Abstract
Introduction
A taller-than-wide (TTW) shape is a suspicious feature of thyroid nodules commonly defined as an anteroposterior/transverse diameter (AP/T) ratio >1. An intraobserver variability of up to 18% in AP diameter evaluations has been described, which may lead to overreporting of this feature. To potentially improve the reliability of the TTW definition, we propose an arbitrary ratio of ≥1.2.
Objective
The aim of this study was to estimate the impact of this definition on diagnostic performance.
Methods
We prospectively analyzed 553 thyroid nodules referred for cytology evaluation at an academic center. Before fine-needle aspiration, two examiners jointly defined all sonographic features considered in risk stratification systems developed by the American Thyroid Association (ATA), the American Association of Clinical Endocrinologists (AACE), the American College of Radiology (ACR TIRADS), the European Thyroid Association (EU-TIRADS), and the Korean Society of Thyroid Radiology (K-TIRADS). TTW was defined according to the current definition (AP/T diameter ratio >1) and an arbitrary alternative definition (AP/T ratio >1.2).
Results
The alternative definition classified fewer nodules as TTW (28, 5.1% vs. 94, 17%). The current and proposed definitions have a sensitivity of 26.2 and 11.9% (p = 0.03) and a specificity of 83.8 and 95.5% (p < 0.001). Thus, as a single feature, the arbitrary definition has a lower sensitivity and a higher specificity. When applied to sonographic risk stratification systems, however, the proposed definition would increase the number of avoided biopsies (up to 58.2% for ACR TIRADS) and the specificity of all systems, without negative impact on sensitivity or diagnostic odds ratio.
Conclusions
Re-defining TTW nodules as those with an AP/T ratio ≥1.2 improves this marker's specificity for malignancy. Using this definition in risk stratification systems will increase their specificity, reducing the number of suggested biopsies without significantly diminishing their overall diagnostic performance.
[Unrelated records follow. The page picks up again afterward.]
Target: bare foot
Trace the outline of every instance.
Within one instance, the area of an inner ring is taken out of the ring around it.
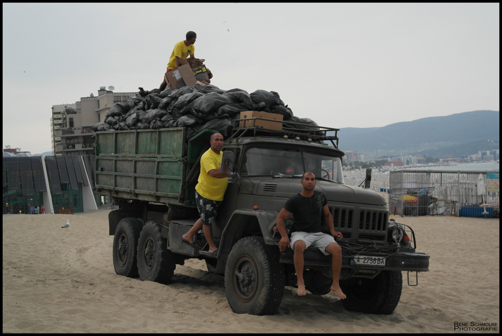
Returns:
[[[329,289],[334,291],[335,293],[338,296],[338,297],[341,298],[342,300],[347,297],[347,295],[343,294],[343,292],[342,291],[342,289],[340,288],[339,286],[331,285],[331,287],[330,287]]]
[[[192,239],[192,236],[190,235],[187,236],[187,233],[185,233],[184,235],[182,236],[181,238],[182,238],[183,239],[187,241],[189,243],[193,243],[193,239]]]
[[[303,296],[307,295],[307,291],[305,290],[305,285],[298,284],[298,296]]]

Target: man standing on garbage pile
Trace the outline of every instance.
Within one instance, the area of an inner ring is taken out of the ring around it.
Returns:
[[[209,245],[208,252],[216,257],[218,248],[213,241],[211,225],[216,219],[218,207],[223,201],[223,197],[228,184],[228,177],[238,179],[233,173],[221,173],[223,153],[223,135],[214,133],[211,136],[211,147],[200,158],[200,175],[195,186],[195,202],[200,218],[198,219],[190,231],[181,237],[181,242],[199,249],[194,243],[193,236],[202,228],[204,236]]]
[[[166,74],[170,71],[175,70],[178,67],[181,65],[180,61],[180,58],[185,60],[188,55],[190,55],[190,57],[195,57],[194,55],[195,50],[193,44],[197,40],[197,34],[194,32],[190,31],[187,33],[186,37],[186,40],[185,41],[180,41],[174,45],[174,49],[173,49],[173,52],[171,54],[169,63],[167,65]],[[160,85],[160,87],[159,88],[163,91],[166,89],[166,86],[167,86],[167,83],[166,83],[166,78],[164,77],[162,84]]]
Keywords: Ultrasonography, Ultrasound, Thyroid nodule, Reproducibility of results, Sensitivity and specificity
Introduction
Currently available sonographic risk stratification systems for thyroid nodules were developed to more accurately identify those for which fine-needle aspiration cytology (FNAC) can safely be deferred [1, 2, 3, 4, 5]. The likelihood that a nodule is malignant is indicated by the risk class it is assigned to on the basis of multiple sonographically defined features. Within each risk class, a size threshold is specified above which FNAC is recommended. For low-risk nodules, the size thresholds for FNA range from 1.5 to 3.0 cm, depending on the risk stratification system used. For those assigned to high-risk classes, FNAC is generally recommended if the maximum diameter is ≥1 cm [1, 2, 3, 4, 5]. To apply these systems, an essential prerequisite is the adoption of a uniform language and definition of suspicious features [6].
In two meta-analyses [7, 8], the thyroid nodule feature with the highest odds ratio for malignancy was a taller-than-wide (TTW) shape − also referred to as non-parallel orientation − although the results across the studies included in the analysis were quite heterogeneous. As shown in online supplementary Table 1 (for all online suppl. material, see www.karger.com/doi/10.1159/000504219), the five sonographic systems most widely used to estimate the probability of thyroid nodule malignancy define TTW nodules as those with an anteroposterior (AP) diameter that exceeds the transverse (T) diameter [1, 2, 3, 4, 5], without specifying any minimum magnitude for the excess. As a result, the term TTW can potentially be applied to nodules whose AP and T diameters differ by only a few millimeters. Under these circumstances, the clinical impact of inter- and/or intraobserver variability − a well-documented limitation of ultrasound-based measurements − is likely to be considerable: an intraobserver variability of up to 18% [9] and an interobserver variability of 20.9% were reported for AP diameter measurements [10]. Indeed, in our recent study of changes over time in risk-class assignments, nodules reclassified as TTW during follow-up accounted for almost half of those with a higher risk class at 5 years and almost two-thirds of those whose status change included a recommendation for FNAC [11].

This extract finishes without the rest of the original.